11 June 2007

Yunnan: Part 1


This is Alex again, I am going to divide this final blog in to 2 parts since apparently I made my last entry too long! (sorry Taylor).
Part 1: We left Chengdu last Sunday on an overnight train to Kunming, in the Yunnan province. The train was quite an experience - we slept in hard sleeper which is a bed, but they are stacked 3 high and not in private cabins. It wasn't too bad - we had the top bunks so we kind of could escape from everyone staring at us, though we couldn’t sit up all the way. We got to Kunming on Monday morning and immediately found a bus to Dali, which was our final destination for the day. The "bus" was more like a packed van and it was a LONG five hour trip. When we got there, we actually got dropped off in “new” Dali, i.e. Xiaguan, and we had to take another bus to the old part of Dali. The town itself was pretty cool - cobblestone streets and nice shops and restaurants. Dali used to be surrounded by a wall but only really the gates are left.
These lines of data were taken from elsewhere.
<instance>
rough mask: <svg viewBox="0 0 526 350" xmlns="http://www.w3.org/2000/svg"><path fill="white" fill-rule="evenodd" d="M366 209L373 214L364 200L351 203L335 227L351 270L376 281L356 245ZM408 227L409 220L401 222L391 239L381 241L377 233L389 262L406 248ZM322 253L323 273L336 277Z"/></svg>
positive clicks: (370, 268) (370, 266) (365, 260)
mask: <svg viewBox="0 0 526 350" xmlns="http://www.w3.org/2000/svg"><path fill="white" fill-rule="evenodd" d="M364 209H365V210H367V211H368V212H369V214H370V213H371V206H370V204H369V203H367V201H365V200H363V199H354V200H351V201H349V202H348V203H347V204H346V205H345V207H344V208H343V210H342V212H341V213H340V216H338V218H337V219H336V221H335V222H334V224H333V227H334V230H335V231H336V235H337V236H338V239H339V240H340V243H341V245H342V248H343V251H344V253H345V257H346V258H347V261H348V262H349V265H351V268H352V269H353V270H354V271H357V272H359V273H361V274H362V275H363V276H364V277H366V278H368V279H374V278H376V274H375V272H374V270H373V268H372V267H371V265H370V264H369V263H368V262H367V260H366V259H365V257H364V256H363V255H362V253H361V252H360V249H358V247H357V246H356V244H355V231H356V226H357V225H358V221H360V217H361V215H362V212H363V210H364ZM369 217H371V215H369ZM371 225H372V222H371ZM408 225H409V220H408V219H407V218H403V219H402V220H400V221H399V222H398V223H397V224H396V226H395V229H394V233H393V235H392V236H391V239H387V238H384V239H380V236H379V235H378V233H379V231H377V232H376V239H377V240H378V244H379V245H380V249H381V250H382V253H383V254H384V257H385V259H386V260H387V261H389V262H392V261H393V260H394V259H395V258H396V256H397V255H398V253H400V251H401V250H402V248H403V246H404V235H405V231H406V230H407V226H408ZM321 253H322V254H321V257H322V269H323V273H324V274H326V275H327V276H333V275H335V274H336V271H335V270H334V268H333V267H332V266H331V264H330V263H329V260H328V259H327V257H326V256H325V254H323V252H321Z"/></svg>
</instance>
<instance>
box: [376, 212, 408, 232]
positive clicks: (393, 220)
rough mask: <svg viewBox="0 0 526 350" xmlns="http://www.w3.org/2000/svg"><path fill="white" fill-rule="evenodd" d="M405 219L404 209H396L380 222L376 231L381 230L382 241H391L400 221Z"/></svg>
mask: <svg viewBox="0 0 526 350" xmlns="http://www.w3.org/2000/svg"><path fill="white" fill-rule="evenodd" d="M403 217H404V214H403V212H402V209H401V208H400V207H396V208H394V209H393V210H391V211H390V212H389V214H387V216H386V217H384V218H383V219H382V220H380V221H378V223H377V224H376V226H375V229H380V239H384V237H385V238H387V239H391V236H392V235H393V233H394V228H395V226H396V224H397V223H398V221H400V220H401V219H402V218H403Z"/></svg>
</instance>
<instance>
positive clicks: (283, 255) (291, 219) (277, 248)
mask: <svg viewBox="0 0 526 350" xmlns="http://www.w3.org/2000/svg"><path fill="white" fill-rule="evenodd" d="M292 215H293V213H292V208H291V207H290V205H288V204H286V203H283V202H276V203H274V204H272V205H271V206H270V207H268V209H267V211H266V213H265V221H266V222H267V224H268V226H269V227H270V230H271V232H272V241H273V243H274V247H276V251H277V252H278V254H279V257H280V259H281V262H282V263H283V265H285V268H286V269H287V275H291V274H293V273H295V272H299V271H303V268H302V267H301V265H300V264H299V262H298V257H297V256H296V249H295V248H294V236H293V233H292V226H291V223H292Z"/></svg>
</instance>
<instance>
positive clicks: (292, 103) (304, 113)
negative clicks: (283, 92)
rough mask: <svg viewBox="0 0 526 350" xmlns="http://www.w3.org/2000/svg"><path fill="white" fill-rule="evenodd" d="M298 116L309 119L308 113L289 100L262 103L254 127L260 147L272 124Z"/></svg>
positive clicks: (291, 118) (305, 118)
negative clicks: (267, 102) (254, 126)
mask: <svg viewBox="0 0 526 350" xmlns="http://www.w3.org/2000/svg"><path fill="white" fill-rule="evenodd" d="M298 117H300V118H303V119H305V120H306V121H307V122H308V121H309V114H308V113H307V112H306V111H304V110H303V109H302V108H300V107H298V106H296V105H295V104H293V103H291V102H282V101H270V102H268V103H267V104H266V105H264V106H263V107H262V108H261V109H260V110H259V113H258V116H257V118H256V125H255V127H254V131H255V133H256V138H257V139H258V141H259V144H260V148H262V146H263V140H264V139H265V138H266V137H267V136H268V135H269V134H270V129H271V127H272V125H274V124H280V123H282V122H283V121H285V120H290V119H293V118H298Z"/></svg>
There were a lot of westerners in Dali and they looked more like they belonged at Woodstock, sporting long dreadlocks, shapeless clothes, bare feet, etc. I'm not really sure why they were there...maybe preparing for a sojourn to Tibet? Obviously the residents of Dali had taken note because all the shops sold things you expect in some pot shop. Furthermore, all these old women dressed in Bai (an ethnicity) clothing keep asking us if we wanted to buy pot from them. It was very disconcerting; don't worry, we passed.
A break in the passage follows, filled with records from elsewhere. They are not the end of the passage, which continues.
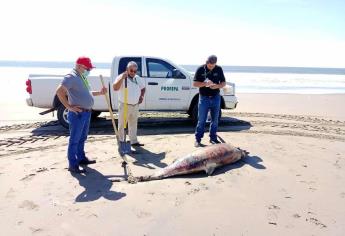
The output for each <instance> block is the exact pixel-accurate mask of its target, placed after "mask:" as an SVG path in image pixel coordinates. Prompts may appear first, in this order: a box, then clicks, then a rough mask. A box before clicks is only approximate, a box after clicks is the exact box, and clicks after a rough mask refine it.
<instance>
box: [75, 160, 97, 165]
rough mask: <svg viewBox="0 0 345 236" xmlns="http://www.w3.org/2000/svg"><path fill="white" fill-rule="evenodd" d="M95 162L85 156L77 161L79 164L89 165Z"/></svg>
mask: <svg viewBox="0 0 345 236" xmlns="http://www.w3.org/2000/svg"><path fill="white" fill-rule="evenodd" d="M95 163H96V161H95V160H89V159H87V158H85V159H83V160H81V161H80V162H79V165H91V164H95Z"/></svg>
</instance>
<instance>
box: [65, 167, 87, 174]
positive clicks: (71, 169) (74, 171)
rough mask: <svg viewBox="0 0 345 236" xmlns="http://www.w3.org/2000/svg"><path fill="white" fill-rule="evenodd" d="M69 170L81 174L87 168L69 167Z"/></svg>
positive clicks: (85, 170)
mask: <svg viewBox="0 0 345 236" xmlns="http://www.w3.org/2000/svg"><path fill="white" fill-rule="evenodd" d="M68 171H70V172H71V173H77V174H81V173H85V172H86V170H84V169H79V166H75V167H68Z"/></svg>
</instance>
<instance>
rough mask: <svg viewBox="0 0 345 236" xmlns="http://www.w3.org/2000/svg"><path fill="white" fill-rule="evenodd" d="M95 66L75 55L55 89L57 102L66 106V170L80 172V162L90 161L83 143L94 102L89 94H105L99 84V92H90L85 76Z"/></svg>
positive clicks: (106, 89) (88, 161)
mask: <svg viewBox="0 0 345 236" xmlns="http://www.w3.org/2000/svg"><path fill="white" fill-rule="evenodd" d="M93 68H95V67H94V66H93V65H92V63H91V60H90V58H88V57H79V58H78V59H77V61H76V65H75V68H74V69H73V70H72V72H71V73H69V74H67V75H66V76H65V77H64V79H63V81H62V82H61V84H60V85H59V86H58V88H57V90H56V94H57V96H58V97H59V99H60V101H61V103H62V104H63V105H64V106H65V107H66V108H67V109H68V114H67V119H68V123H69V131H70V138H69V143H68V151H67V156H68V162H69V167H68V170H69V171H71V172H74V173H83V172H85V170H84V169H80V168H79V166H80V165H88V164H94V163H96V161H94V160H89V159H88V158H87V157H86V156H85V151H84V145H85V141H86V139H87V135H88V132H89V126H90V118H91V109H92V106H93V104H94V100H93V97H92V96H99V95H103V94H105V93H107V89H106V88H105V87H103V88H102V89H101V90H100V91H90V89H91V88H90V85H89V83H88V81H87V77H88V75H89V73H90V71H91V70H92V69H93Z"/></svg>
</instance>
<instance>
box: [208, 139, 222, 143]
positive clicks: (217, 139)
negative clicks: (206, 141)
mask: <svg viewBox="0 0 345 236" xmlns="http://www.w3.org/2000/svg"><path fill="white" fill-rule="evenodd" d="M210 143H212V144H218V143H221V142H220V141H219V140H218V139H215V140H210Z"/></svg>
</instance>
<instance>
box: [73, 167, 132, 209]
mask: <svg viewBox="0 0 345 236" xmlns="http://www.w3.org/2000/svg"><path fill="white" fill-rule="evenodd" d="M84 169H85V170H86V173H85V174H75V173H72V174H71V175H72V176H73V177H74V178H76V179H78V181H79V184H80V186H82V187H84V188H85V190H84V191H83V192H82V193H80V194H79V195H78V196H77V197H76V199H75V201H76V202H91V201H96V200H98V199H100V198H101V197H103V198H105V199H107V200H110V201H117V200H120V199H121V198H123V197H125V196H126V194H125V193H122V192H114V191H112V190H111V187H112V185H113V183H112V181H111V180H109V178H111V177H123V176H104V175H103V174H102V173H100V172H98V171H97V170H95V169H92V168H90V167H85V168H84Z"/></svg>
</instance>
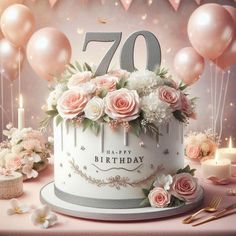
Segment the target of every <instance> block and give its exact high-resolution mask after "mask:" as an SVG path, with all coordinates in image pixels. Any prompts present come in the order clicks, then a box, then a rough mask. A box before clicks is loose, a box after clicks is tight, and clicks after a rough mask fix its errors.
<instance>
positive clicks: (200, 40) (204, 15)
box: [188, 3, 235, 60]
mask: <svg viewBox="0 0 236 236" xmlns="http://www.w3.org/2000/svg"><path fill="white" fill-rule="evenodd" d="M234 28H235V27H234V23H233V21H232V17H231V16H230V14H229V13H228V11H227V10H226V9H225V8H223V7H222V6H221V5H219V4H215V3H210V4H204V5H202V6H200V7H198V8H197V9H196V10H195V11H194V12H193V13H192V15H191V16H190V18H189V22H188V36H189V40H190V42H191V44H192V46H193V47H194V48H195V49H196V50H197V52H198V53H199V54H200V55H201V56H203V57H205V58H208V59H211V60H213V59H215V58H217V57H219V56H220V55H221V54H222V53H223V52H224V50H225V49H226V48H227V47H228V46H229V44H230V42H231V40H232V39H233V35H234Z"/></svg>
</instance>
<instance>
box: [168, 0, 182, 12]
mask: <svg viewBox="0 0 236 236" xmlns="http://www.w3.org/2000/svg"><path fill="white" fill-rule="evenodd" d="M169 2H170V4H171V5H172V7H173V8H174V9H175V11H178V8H179V5H180V2H181V0H169Z"/></svg>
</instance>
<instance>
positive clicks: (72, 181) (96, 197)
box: [54, 118, 184, 208]
mask: <svg viewBox="0 0 236 236" xmlns="http://www.w3.org/2000/svg"><path fill="white" fill-rule="evenodd" d="M100 126H101V127H100V132H99V134H98V135H97V136H96V135H95V134H94V133H93V132H92V131H91V130H86V131H83V127H81V126H78V125H73V124H71V123H69V122H67V123H66V121H63V122H62V123H60V124H59V125H56V121H55V119H54V145H55V146H54V148H55V193H56V195H57V196H58V197H59V198H61V199H63V200H66V201H68V202H72V203H77V204H80V205H86V206H92V207H105V208H132V207H139V204H140V202H141V201H142V199H143V198H144V197H145V196H144V194H143V192H142V189H143V188H149V186H150V185H151V184H152V183H153V181H154V179H155V177H156V175H157V174H158V172H160V171H161V170H162V171H163V172H164V173H166V174H173V173H175V172H176V171H177V170H178V169H179V168H182V167H183V165H184V159H183V157H184V155H183V149H184V148H183V123H181V122H179V121H178V120H176V119H174V118H173V119H171V121H170V122H169V123H168V124H165V125H162V126H161V127H160V128H159V132H160V135H159V136H158V140H156V139H154V138H153V137H151V136H149V135H147V134H144V133H141V135H140V136H139V137H137V136H135V135H134V134H133V133H130V132H129V133H127V132H126V130H125V129H124V128H123V127H120V128H119V129H118V130H116V131H114V130H112V129H111V128H110V127H109V125H108V124H106V123H104V124H101V125H100Z"/></svg>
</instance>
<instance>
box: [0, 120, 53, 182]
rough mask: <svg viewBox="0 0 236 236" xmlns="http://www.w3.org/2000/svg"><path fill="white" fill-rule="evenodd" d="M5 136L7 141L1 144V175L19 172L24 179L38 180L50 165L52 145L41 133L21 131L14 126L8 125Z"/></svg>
mask: <svg viewBox="0 0 236 236" xmlns="http://www.w3.org/2000/svg"><path fill="white" fill-rule="evenodd" d="M3 134H4V135H5V136H6V137H7V139H6V140H5V141H3V142H2V143H1V144H0V174H3V175H9V174H11V172H12V171H17V172H20V173H22V174H23V176H24V179H30V178H36V177H37V176H38V172H39V171H41V170H42V169H44V168H45V167H46V166H47V164H48V158H49V157H50V155H51V143H49V142H46V141H45V140H44V137H43V135H42V133H41V132H40V131H37V130H33V129H32V128H23V129H21V130H19V129H17V128H14V127H12V124H9V125H7V130H4V131H3Z"/></svg>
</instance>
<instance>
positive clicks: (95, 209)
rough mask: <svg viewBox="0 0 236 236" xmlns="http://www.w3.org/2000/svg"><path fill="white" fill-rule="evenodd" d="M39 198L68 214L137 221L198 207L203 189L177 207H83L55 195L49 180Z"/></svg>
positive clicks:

From Dali we took another bus to Lijiang and this one kept stopping at random places and letting people off/picking them up. The old part of Lijiang was cool as well, full of winding cobblestone streets and old buildings. However, yet again, Chinese tourism at its best, the place was packed with shops selling the same thing and had a lot more Chinese tour groups there then Dali. This means that Sarah and I felt like zoo animals whenever we were around them because they all stare and try to take our picture. One day we got a ride to Baisha, which was supposed to be a cool town north of Lejiang. It was pretty cool, just another little old town, but still touristy and people trying to sell us stuff all the time. Sarah wanted to see some frescos we had read about in the book, so we went to see those in Baisha – they were probably really pretty once but had been pretty much destroyed during the Cultural Revolution.
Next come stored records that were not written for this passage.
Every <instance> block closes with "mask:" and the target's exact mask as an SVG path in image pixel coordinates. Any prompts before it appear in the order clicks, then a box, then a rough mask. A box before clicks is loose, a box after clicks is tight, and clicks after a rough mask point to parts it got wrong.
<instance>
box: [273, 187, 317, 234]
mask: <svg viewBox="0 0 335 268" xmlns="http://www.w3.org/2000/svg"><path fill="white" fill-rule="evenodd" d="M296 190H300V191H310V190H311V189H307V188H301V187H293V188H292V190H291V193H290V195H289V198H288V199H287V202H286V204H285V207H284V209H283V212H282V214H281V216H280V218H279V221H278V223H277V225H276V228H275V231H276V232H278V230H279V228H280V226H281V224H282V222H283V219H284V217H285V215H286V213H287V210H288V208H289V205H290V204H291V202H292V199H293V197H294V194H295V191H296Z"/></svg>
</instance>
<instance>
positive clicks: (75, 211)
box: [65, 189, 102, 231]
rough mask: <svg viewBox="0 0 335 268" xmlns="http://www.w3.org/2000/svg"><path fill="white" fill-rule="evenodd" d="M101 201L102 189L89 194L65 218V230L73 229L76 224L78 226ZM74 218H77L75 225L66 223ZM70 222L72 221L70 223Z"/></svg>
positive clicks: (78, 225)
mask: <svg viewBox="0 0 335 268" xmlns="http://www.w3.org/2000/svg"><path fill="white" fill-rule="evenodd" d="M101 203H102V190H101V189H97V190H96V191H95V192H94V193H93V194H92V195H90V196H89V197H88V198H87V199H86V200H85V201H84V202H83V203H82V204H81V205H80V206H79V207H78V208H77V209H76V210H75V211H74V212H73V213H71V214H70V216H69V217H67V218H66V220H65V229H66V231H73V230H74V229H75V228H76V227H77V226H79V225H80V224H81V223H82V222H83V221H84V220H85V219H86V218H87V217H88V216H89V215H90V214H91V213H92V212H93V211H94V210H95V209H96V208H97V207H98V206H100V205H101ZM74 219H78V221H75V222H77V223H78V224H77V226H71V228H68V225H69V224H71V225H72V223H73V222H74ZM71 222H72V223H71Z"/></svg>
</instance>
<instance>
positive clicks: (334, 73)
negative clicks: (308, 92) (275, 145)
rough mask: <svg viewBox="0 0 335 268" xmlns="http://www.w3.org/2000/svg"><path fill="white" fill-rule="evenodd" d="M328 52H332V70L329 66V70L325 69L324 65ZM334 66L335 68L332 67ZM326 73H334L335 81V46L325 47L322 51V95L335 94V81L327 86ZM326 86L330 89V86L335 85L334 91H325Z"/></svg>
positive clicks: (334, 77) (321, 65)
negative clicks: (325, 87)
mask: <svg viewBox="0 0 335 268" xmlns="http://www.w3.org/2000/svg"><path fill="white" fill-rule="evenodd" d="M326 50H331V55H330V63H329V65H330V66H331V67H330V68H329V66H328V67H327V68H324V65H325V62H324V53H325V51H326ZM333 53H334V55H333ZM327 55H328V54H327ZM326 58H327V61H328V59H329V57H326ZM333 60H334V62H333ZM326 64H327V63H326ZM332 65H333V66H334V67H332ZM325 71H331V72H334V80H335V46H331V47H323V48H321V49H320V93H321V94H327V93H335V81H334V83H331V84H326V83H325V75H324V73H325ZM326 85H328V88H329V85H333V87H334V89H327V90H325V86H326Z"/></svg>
We decided to walk home from Baisha by wandering around through the countryside in the general direction of Lijiang. I think that has been my favorite part of China, walking through the country where there is no tourism. All the farmers were threshing their wheat, and they seem so shocked to see a westerner off the beaten trail. It is interesting that here you only see old/middle aged men, but mostly women, in the fields working the crops because all the young people have gone to the cities to find jobs. It makes me wonder who is going to farm when these people are too old to keep farming.

The pictures do not have anything to do with what Alex wrote, I just like them so here is a short explanation of each: (1) famous three pagodas in Dali, (2) Alex walking/wandering outside Dali, (3) our hostel called "Tibet Lodge" or something like that on one of the busiest streets in Dali, very good people watching, (4) Alex and I in front of the famed ancient water wheel in Lijiang, (5) Naxi script, one of the last pictographic scripts left in use today, (6) batik (a special kind of one-color dyed cloth) being made in Lijiang.

2 comments:

Anonymous said...

I would love to see pictures of the farming if you have any....sounds like you had a great traveling experience (always multi-modal) -- I am going to have to look on a map to see where you went.

cheryl

Mike Lu said...

Did you notice that the pagodas in Dali actually lean? Just like the tower of Pisa. I'm sure if the Chinese really realized this they'd probably make it a major tourist attraction!

"Welcome to see the Leaning Pagodas of Dali!"